Im Grunde wird dem Buch durch den Rechtsstreit mehr Aufmerksamkeit zugedacht, als es verdient. Er kann und sollte seiner Ex-Freundin dankbar sein - wenn das Ganze nicht ohnehin ein ausgekochter PR-Stunt von Biller und seiner Ex als Komplizin ist.

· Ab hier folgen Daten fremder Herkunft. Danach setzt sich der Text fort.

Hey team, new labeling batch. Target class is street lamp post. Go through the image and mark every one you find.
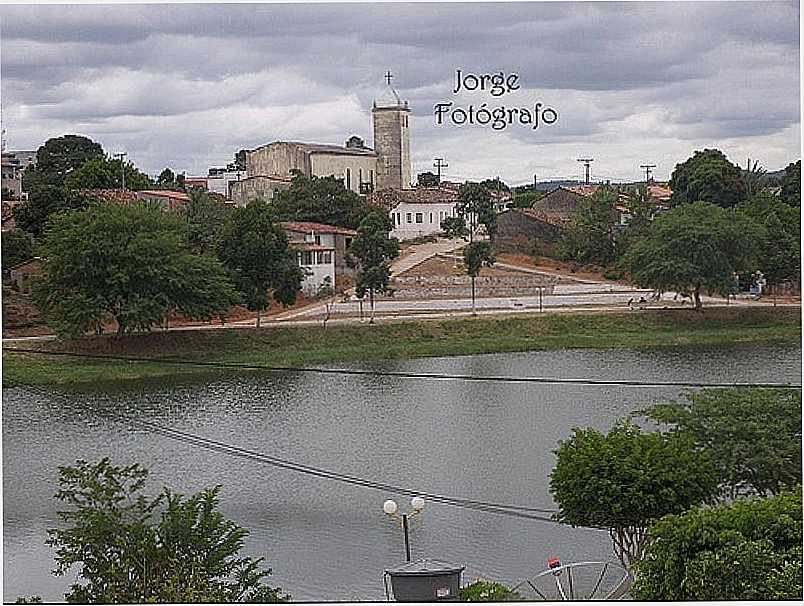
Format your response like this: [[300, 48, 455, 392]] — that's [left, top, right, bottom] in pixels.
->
[[382, 497, 424, 562]]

Wenn es um diese unnachahmliche Sprache geht, dann müßte doch Biller in der Lage gewesen sein, einfach ein paar Fakten über seine Ex-Freundin wegzulassen oder abzuändern. Gerade nach der Logik dieser Stellungnahme "So leben wir" müßte man doch eher sagen, daß Biller ein wenig ... sagen wir ... unprofessionell geschrieben hat, wenn er den richtigen Ton trifft, aber leider zu genau über seine Ex-Freundin schreibt. Ich weiß nicht, wie man Romane bastelt, aber ich würde sagen: Kann man den Ton nicht retten, ohne daß man intime konkrete Details nennt? Und das ganz ohne die Hilfe vom Anwalt, der ja in der Regel die intimen Details auch nicht kennt? Irgendwie geht mir der faz.net-Beitrag ein wenig an der Realität vorbei.